13–16 Jan 2025
Asia/Kolkata timezone

Quarkonium production in pp and Pb-Pb collisions with ALICE at the LHC in Run 3

Not scheduled
20m
3. Hard probes - jets and electromagnetic probes, heavy flavor, quarkonia

Description

Quarkonium is one of the most important tools to study the strongly interacting medium under extreme conditions formed in heavy-ion collisions. Heavy quarks ($\bar{c}c$ and $\bar{b}b$) are produced in the early stages of the collisions and thus experience the whole Quark Gluon Plasma (QGP) evolution. In addition, its significant (re)generation (recombination of uncorrelated charm quark pairs) makes it a unique and interesting candidate for studying the formed QCD medium. The study of quarkonia in high-energy proton-proton (pp) collisions is used as a testing ground for quantum chromodynamics (QCD) to investigate both perturbative and non-perturbative dynamics. The initial stage, governed by hard parton-parton scatterings is described by perturbative QCD, while the later stage involves low momentum scales, and it is intrinsically non-perturbative.

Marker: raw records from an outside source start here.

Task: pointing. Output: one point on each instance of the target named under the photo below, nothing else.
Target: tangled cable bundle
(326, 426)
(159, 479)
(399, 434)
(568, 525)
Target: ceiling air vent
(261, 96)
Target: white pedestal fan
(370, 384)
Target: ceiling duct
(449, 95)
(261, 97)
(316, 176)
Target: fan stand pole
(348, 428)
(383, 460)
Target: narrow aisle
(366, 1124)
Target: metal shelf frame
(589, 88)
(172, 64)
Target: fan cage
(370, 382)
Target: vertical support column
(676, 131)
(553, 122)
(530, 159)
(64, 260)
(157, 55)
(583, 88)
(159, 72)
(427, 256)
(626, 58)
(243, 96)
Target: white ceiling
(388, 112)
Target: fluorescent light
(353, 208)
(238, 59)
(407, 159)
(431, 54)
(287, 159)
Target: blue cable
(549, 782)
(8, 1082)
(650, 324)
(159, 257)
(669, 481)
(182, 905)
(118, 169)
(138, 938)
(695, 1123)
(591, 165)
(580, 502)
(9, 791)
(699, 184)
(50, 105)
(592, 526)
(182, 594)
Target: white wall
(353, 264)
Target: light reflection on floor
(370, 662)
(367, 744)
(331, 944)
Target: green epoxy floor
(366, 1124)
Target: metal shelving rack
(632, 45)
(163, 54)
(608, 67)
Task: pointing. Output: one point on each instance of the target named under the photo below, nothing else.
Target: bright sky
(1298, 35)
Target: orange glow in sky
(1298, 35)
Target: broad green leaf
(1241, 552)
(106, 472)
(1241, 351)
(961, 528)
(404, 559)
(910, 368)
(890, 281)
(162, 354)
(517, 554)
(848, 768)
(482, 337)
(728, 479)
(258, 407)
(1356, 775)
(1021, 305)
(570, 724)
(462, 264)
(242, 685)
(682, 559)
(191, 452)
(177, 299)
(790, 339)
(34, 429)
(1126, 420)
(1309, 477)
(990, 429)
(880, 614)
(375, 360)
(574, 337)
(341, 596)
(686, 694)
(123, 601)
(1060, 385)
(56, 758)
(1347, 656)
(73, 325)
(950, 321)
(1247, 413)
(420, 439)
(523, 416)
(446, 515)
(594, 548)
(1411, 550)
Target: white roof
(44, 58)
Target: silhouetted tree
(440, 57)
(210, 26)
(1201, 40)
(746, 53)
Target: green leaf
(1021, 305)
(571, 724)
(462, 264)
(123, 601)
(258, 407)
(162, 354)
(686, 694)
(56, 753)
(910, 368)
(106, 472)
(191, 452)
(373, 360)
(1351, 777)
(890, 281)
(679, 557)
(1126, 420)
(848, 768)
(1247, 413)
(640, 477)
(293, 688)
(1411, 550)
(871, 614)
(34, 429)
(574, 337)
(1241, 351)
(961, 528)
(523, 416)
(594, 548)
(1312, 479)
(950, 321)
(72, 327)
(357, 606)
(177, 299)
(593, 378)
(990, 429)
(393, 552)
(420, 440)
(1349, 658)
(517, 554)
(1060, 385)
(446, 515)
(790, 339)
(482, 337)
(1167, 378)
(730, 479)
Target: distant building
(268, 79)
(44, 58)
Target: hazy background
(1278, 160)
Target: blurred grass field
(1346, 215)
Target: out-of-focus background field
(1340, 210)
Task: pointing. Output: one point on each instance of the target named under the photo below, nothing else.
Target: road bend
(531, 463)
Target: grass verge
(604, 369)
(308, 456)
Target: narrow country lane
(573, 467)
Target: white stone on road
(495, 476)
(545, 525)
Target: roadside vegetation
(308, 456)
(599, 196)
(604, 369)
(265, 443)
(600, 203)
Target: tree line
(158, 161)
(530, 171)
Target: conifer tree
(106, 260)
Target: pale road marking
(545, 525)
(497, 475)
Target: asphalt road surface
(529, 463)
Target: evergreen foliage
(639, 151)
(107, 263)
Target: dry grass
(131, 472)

The azimuthal anisotropy measurements in heavy-ion collisions provide insights on the nature of the QGP medium and of its evolution in heavy-ion collisions. The second-order Fourier coefficient ($v_{2}$) of J/$\psi$ mesons is an observable sensitive to the degree of thermalization of charm quarks in the medium at low $p_{\rm{T}}$, as well as to its path-length dependence on energy loss at high $p_{\rm{T}}$. The Pb$-$Pb data sample collected by the ALICE experiment during LHC Run~3 is approximately twice that collected in Run 2, representing a unique opportunity to achieve higher precision in statistics-driven measurements. This presentation will discuss the new results of the J/$\psi$ $v_{2}$ via the dimuon decay channel using event-plane methods for Run 3 Pb$-$Pb data at $\sqrt{s}_{\rm{NN}}$ = 5.36 TeV at forward rapidity (2.5 $< y <$ 4). The preliminary results on the double ratio of $\psi(2S)$-to-J/$\psi$ as well as inclusive quarkonium yields in pp collisions at $\sqrt{s}$ = 13.6 TeV, measured by the ALICE Collaboration, will be presented and compared with current theoretical model predictions. Additionally, results from ALICE's ongoing measurements of the exotic particle X(3872) in pp collisions at $\sqrt{s}$ = 13.6 TeV will also be discussed.